Crosstalk: This is when people talk across the meeting. For instance, they blurt out. Some also refer to it as a form of feedback: when someone directly responds to a previous sharer. Neither are appropriate. It's best to say "I'm sorry, but we can't have crosstalk. If you don't know what crosstalk is, see me after the meeting." Do NOT wait until they have finished—cut them off gently! Do not use the term crosstalk without offering to discuss what it is at a later time.
If you've got a pontificating oldtimer, the same goes. If the solution is not being discussed, but rather perhaps some long story about an AA picnic, then cut off the oldtimer gently by saying "Thanks, John! Great story! I'd love to hear it after the meeting. Does someone have something they'd like to share about the solution?"
Got off-track somehow and now someone is sharing when it should have been someone else's turn? Do NOT ask the participants who goes next, choose the sharer who would have been next if the rules had been followed. If you realize it when someone is already sharing about the solution, let them finish first—but only because they are sharing about the solution—and get back on track at the next possible moment.
The chair shares: The chairperson can share anytime they like between other shares. If you have a comment you'd like to make, make it. You don't need to introduce yourself as an alcoholic again—you've already introduced yourself at the beginning of the meeting. Make sure that what you share ADDS to what has been shared, and wouldn't be considered feedback or crosstalk, unless what was shared is really "out there". When someone says something really out there, you'll need to bring the focus back to the solution. Share something appropriate to that. Don't be afraid to remind everyone what the topic is.

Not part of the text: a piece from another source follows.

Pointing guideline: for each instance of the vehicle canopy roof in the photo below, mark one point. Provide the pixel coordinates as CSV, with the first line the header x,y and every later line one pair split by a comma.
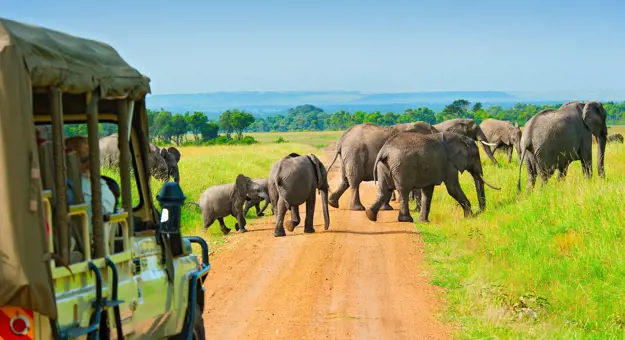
x,y
33,57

Someone introduces themselves as ACOA or CODA, but NOT as an alcoholic? Gently tell them they may not share since this is an Alcoholics Anonymous meeting, and we must not be diverted from our primary purpose. "We're glad you're here and you're welcome to stay, but we have a primary purpose here in AA. Please get with someone after the meeting."
When in doubt, ask yourself: "Will this contribute to our primary purpose?" Respond accordingly.
Close the Meeting
We do NOT close meetings early. Close any time within the last 5 minutes of the hour.
When closing the meeting, it is your responsibility to ensure that the correct prayer is recited. If you want to ask someone else to "take us out," be safe and say "Take us out with the Lord's Prayer."